Privacy & Risks
ChatGPT Shared Links and Information Protection: Risks and Measures Organisations Must Understand
Since its initial release in late 2022, the AI-powered text generation tool known as ChatGPT has been experiencing rapid adoption rates from both organisations and individual users. However, its latest feature, known as Shared Links, comes with the potential risk of unintentional disclosure of confidential information.
Save to Folio
Since its initial release in late 2022, the AI-powered text generation tool known as ChatGPT has been experiencing rapid adoption rates from both organisations and individual users. However, its latest feature, known as Shared Links, comes with the potential risk of unintentional disclosure of confidential information. In this article, we will examine these risks and suggest effective methods of managing them.
The ChatGPT Shared Link feature
ChatGPT's Shared Link feature, which OpenAI introduced on May 24, 2023, allows users to share their conversations with others by generating a unique URL for a particular conversation. Sharing this URL provides others access to the conversation, where they can also contribute. The feature is notably useful when sharing lengthy dialogue or useful prompts, offering a more efficient alternative to screenshot sharing.

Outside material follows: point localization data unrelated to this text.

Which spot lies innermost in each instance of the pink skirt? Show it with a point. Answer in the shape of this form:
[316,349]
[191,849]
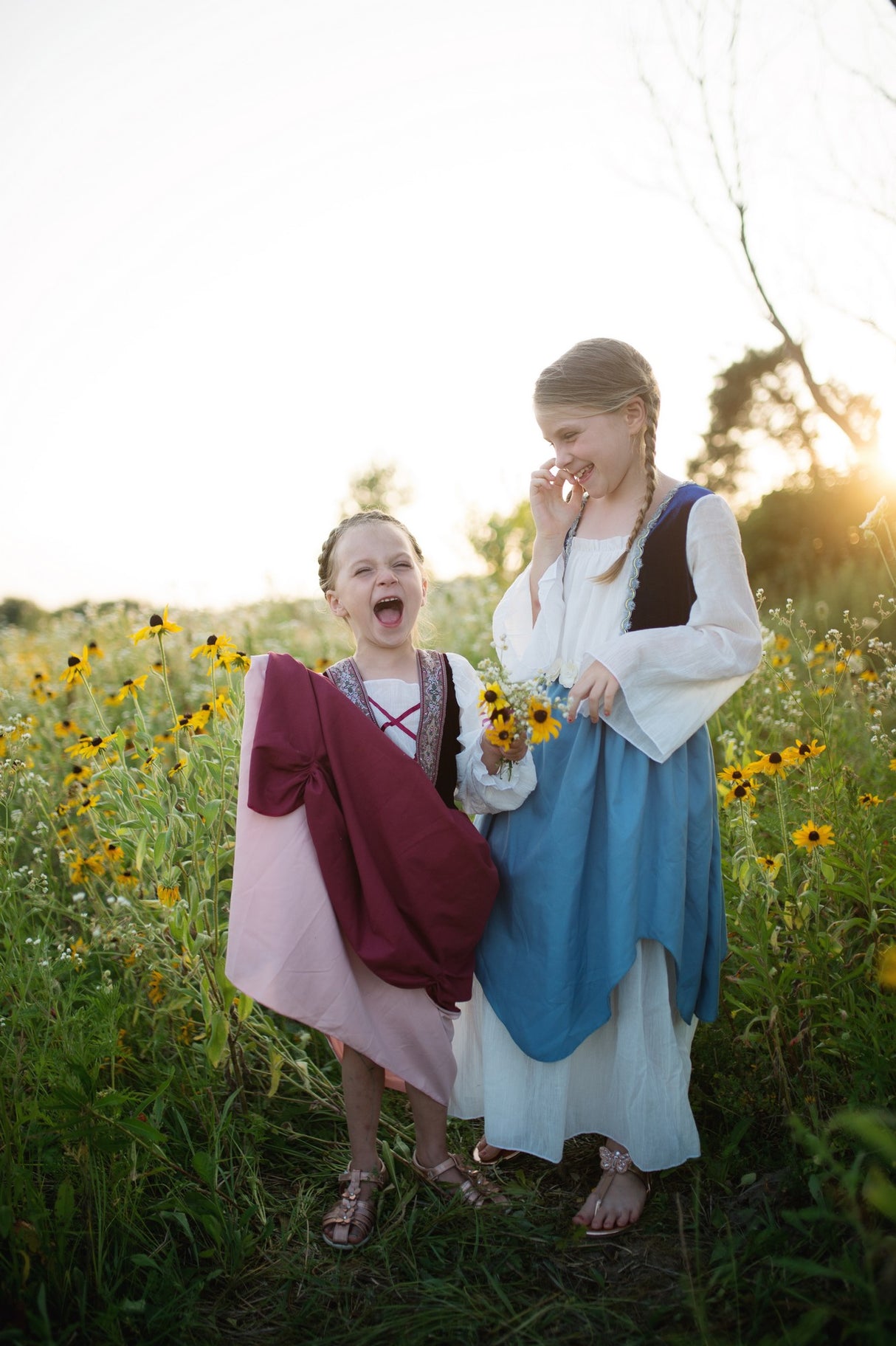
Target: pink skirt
[287,952]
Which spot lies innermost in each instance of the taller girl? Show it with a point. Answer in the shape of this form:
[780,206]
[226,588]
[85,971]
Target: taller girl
[608,932]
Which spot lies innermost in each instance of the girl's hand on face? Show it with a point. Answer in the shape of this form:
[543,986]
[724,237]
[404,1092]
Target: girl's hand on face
[596,686]
[554,514]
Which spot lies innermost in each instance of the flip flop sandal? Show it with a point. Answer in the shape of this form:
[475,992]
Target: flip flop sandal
[614,1162]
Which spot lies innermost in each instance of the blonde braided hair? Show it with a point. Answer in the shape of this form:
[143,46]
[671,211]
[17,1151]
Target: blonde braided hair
[600,376]
[368,516]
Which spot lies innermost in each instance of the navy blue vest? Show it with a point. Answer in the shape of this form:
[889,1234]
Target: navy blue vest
[664,591]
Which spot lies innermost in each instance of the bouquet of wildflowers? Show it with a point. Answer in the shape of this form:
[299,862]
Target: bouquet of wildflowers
[514,710]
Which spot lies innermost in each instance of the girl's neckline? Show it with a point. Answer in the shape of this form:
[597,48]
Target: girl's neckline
[623,537]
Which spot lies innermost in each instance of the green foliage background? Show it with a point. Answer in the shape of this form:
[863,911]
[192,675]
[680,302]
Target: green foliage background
[167,1147]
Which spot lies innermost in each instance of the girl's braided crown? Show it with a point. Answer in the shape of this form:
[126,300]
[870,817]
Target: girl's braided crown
[368,516]
[603,374]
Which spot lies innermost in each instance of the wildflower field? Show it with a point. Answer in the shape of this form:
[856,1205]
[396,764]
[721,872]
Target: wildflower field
[167,1147]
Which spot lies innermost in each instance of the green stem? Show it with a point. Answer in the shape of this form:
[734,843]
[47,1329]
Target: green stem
[785,839]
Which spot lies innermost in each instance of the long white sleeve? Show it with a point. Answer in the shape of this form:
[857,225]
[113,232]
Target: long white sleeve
[672,679]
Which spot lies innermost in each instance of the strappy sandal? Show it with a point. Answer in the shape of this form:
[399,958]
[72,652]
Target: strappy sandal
[474,1190]
[351,1210]
[614,1162]
[500,1154]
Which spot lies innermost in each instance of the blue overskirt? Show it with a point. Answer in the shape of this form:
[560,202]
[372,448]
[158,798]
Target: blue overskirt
[608,849]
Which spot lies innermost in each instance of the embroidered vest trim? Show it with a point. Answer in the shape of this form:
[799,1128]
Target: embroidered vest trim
[661,594]
[436,695]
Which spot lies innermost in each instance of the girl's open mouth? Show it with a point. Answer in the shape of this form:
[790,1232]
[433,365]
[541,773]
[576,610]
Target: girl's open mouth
[389,612]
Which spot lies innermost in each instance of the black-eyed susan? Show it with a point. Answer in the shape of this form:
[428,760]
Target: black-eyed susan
[736,773]
[78,774]
[810,836]
[502,728]
[542,725]
[214,646]
[129,687]
[89,748]
[774,764]
[743,792]
[493,699]
[155,988]
[77,668]
[83,866]
[158,627]
[887,968]
[241,661]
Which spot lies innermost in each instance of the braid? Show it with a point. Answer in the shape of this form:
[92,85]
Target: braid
[650,481]
[599,376]
[368,516]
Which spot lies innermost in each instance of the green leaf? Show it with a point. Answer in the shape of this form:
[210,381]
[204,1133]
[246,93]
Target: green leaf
[217,1037]
[206,1167]
[142,1131]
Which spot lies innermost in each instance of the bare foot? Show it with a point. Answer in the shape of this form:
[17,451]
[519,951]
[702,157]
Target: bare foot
[614,1204]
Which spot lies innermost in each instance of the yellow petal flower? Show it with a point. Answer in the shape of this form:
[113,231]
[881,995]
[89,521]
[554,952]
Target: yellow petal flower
[887,968]
[809,836]
[158,627]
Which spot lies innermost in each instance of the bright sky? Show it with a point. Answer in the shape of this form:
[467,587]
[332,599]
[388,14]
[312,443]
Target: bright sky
[250,246]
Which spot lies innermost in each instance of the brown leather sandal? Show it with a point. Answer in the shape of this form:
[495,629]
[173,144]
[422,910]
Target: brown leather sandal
[500,1154]
[474,1190]
[614,1162]
[353,1212]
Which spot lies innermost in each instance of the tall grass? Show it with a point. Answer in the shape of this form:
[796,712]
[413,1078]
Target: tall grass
[167,1147]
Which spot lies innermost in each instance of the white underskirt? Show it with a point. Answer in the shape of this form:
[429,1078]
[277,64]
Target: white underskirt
[629,1080]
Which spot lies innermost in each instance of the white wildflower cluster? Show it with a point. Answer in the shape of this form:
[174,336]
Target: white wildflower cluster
[511,710]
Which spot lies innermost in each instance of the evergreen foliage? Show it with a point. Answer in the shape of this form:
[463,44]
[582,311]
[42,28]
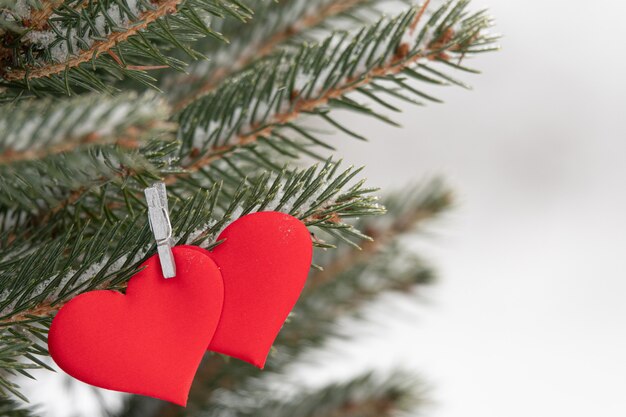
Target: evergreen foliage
[231,103]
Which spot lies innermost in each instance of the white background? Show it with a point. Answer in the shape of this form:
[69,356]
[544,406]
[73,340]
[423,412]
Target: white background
[529,316]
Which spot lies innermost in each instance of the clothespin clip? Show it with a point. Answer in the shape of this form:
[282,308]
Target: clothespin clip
[159,218]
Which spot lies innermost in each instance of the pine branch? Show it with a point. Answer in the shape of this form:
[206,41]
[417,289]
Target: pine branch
[10,408]
[37,129]
[225,107]
[255,40]
[261,103]
[406,211]
[119,40]
[365,396]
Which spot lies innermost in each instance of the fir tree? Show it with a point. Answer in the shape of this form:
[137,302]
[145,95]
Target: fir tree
[230,102]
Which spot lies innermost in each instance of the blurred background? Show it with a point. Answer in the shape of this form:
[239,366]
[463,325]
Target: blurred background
[529,315]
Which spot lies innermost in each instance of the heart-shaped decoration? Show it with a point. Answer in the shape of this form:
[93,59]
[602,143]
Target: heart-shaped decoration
[149,341]
[264,261]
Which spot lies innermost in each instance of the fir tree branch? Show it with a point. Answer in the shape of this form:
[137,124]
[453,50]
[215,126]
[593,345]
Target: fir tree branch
[163,8]
[263,45]
[268,97]
[406,211]
[41,128]
[122,39]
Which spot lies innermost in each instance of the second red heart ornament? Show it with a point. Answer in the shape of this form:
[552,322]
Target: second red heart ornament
[264,259]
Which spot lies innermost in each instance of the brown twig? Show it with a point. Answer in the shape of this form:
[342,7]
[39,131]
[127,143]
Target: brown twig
[38,18]
[165,7]
[128,139]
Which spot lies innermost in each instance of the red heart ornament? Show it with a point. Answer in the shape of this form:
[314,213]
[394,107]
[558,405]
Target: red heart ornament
[264,261]
[149,341]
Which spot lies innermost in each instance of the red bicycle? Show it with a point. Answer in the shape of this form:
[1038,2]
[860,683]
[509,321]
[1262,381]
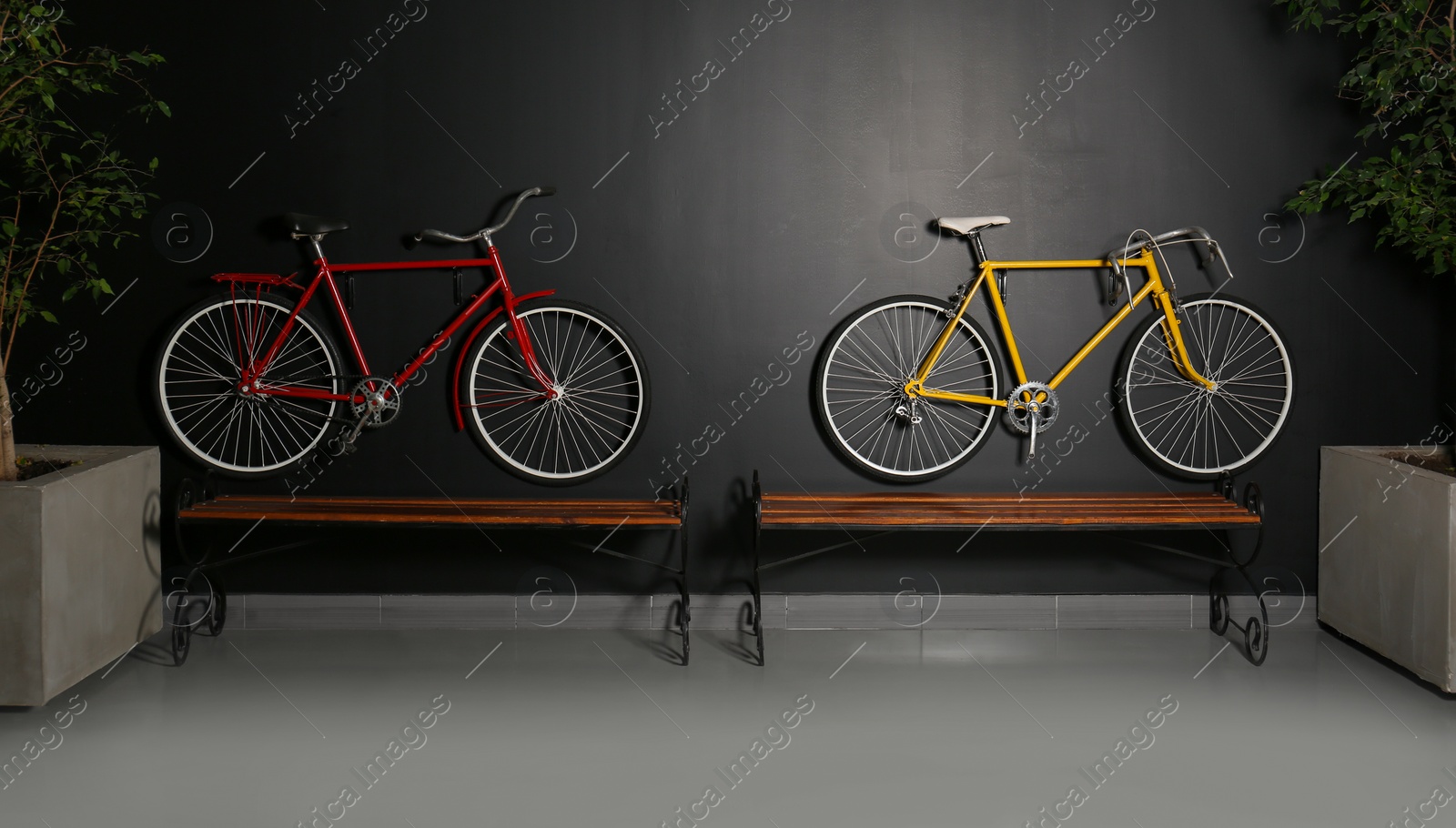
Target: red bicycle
[251,383]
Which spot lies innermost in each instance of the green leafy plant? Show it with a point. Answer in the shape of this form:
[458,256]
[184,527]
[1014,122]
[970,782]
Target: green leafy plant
[1404,79]
[63,191]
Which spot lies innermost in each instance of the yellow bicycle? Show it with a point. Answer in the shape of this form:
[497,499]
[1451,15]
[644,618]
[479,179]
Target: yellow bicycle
[907,388]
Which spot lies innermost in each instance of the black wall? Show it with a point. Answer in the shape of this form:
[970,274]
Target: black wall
[746,221]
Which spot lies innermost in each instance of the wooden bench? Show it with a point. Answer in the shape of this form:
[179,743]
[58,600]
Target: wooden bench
[885,512]
[204,507]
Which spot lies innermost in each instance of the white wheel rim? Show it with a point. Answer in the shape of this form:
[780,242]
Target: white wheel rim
[632,419]
[175,425]
[932,408]
[1212,415]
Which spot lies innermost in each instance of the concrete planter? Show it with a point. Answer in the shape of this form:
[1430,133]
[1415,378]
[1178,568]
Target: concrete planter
[79,568]
[1388,560]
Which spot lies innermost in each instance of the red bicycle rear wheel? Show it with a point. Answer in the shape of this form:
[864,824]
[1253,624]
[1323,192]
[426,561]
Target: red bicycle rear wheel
[245,434]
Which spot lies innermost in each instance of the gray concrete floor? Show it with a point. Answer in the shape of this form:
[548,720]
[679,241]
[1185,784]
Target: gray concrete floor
[599,728]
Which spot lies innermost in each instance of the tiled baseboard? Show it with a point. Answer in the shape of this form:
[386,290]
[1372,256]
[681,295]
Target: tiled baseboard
[794,611]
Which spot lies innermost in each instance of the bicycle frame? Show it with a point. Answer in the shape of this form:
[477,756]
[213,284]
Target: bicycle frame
[1154,287]
[325,278]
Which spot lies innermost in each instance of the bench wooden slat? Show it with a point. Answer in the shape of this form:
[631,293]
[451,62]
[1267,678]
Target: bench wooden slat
[506,512]
[1002,510]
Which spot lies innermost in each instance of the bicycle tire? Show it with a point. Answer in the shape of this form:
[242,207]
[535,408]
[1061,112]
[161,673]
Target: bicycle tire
[238,434]
[602,408]
[874,351]
[1176,422]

The risk of information leakage via ChatGPT shared links
However, this handy feature lacks an access control mechanism — anyone who obtains the shared URL can access its content, even those outside the intended audience. Consequently, OpenAI advises against sharing confidential information via this feature. Furthermore, without access analytics, it's impossible to track the users who have accessed the URL or even how many times it has been accessed.
Public Disclosure through Shared Links
This feature has found extensive use across social media platforms, where users share interesting conversations with ChatGPT.
We discovered cases of unintentional disclosure of sensitive information, including personal data, through these shared links — for example, individuals using ChatGPT for resume reviews.
While this might be an effective use of ChatGPT, sharing these interactions publicly raises certain concerns. For individuals, the extent of shared information might be a matter of personal discretion. However, what if an employee inadvertently shares work-related information? This scenario goes beyond individual responsibility and brings the entire organisation's accountability into question.
We’ve been able to unearth instances in which employees inadvertently exposed sensitive organisational information. The following screenshots are case studies that are based on real events, with certain details modified to ensure anonymity and prevent information leaks. Note that these are not the actual ChatGPT prompts but recreations (hence the different look).
While these examples demonstrate interesting uses of ChatGPT, it raises questions on the necessity of publicising them via shared links. Although the intention may have been to share these with select colleagues, the content becomes accessible to anyone with the link (who can therefore access any of the information shown in the link).
This could lead to the shared URL ending up in the wrong hands or being reproduced elsewhere. Therefore, it is important to keep in mind that if the information that is to be shared with specific people is sensitive and could cause issues if made public, it should not be done so using the shared link feature.
Recommended organisational measures
To mitigate these risks, both individuals and organisations should consider the following when using ChatGPT’s Shared Links feature:
Risk awareness: Understand the inherent risks involved with the feature: anyone with the shared link URL can access its content. Users should also be aware that links can end up with unintended parties for various reasons.
Policies and guidelines: Establish clear policies and guidelines around what information can be entered into ChatGPT and what should be avoided. This should include guidelines on using the Shared Link feature and other necessary precautions.
Education and training: Regular training on information security can help raise awareness amongst employees and prevent information leakage. Training should include specific risk scenarios and lessons from real cases.
Monitoring and response: Consider technologies such as URL filtering and confidential information transmission detection for proactive monitoring and adherence to established policies and guidelines. A swift response is necessary in case of inappropriate access or leaked information.
In this article, we've discussed ChatGPT's shared link feature, its inherent risks, and the necessary precautions needed to ensure user safety. In an era where AI technology adoption directly impacts corporate competitiveness, it's essential to understand and manage such features to adequately protect information. By doing so, organisations can harness the benefits of AI while efficiently mitigating information leakage risks.